We imported all interview notes into NVivo 11 (QSR International), a qualitative data management program. The qualitative project lead analyzed interviews using a thematic framework analysis approach in combination with more inductive strategies of grounded theory to enable novel themes to emerge within the analysis. To develop initial parent-code and subcode categories, we used constructs included in the theoretical model to explain participation in SUD treatment (Figure 1). The model describes four categories of factors hypothesized to affect initiation and engagement: (1) health plan factors; (2) market/environmental factors; (3) individual patient-level factors; and (4) provider-level factors. Each of these four model components represented an original parent-code, populated with related subcodes. Using a partial grounded theory approach enabled the researchers to analyze the data inductively and to generate new theories about additional facilitators and barriers to initiation and engagement in SUD treatment that were not previously hypothesized in the conceptual framework. Through analysis, we identified multiple subcodes within the primary framework. We added one emergent parent-code to categorize comments specific to issues concerning IET measurement, including HEDIS criteria and costs associated with tracking and reporting on the HEDIS measures.

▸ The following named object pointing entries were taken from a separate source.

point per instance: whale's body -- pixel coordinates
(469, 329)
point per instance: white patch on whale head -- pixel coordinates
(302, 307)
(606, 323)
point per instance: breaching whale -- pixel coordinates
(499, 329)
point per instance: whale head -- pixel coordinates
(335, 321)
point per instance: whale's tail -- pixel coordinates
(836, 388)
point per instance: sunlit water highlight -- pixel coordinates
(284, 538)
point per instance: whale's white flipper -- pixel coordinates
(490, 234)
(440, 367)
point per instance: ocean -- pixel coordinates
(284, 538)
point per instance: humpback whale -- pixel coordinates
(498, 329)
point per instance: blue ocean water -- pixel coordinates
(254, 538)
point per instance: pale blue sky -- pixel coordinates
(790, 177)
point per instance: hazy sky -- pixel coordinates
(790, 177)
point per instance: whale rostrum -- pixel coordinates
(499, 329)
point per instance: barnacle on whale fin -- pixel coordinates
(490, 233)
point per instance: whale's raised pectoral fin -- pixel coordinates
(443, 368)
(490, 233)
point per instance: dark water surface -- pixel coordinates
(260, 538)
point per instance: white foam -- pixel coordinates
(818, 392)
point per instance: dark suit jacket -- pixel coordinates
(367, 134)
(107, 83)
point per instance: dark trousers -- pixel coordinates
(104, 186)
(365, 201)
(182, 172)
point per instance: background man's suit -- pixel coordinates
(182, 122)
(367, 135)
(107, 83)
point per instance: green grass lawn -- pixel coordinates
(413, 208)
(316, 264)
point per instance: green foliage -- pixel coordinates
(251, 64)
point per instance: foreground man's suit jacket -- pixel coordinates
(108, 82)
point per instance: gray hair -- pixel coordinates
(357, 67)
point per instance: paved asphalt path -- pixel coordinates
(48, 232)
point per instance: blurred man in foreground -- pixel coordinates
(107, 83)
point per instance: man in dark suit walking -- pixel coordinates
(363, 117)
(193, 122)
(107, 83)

Consensus of the research team formed the basis for development of the initial codebook. One researcher used the codebook to systematically code interview notes. A senior researcher reviewed the coding. All coding discrepancies were reviewed by the research team and resolved by consensus decision. The inclusion of new codes and subcodes that emerged through the grounded approach also was conferred on and resolved by consensus within the research team. Appendix E provides the coding scheme that was developed.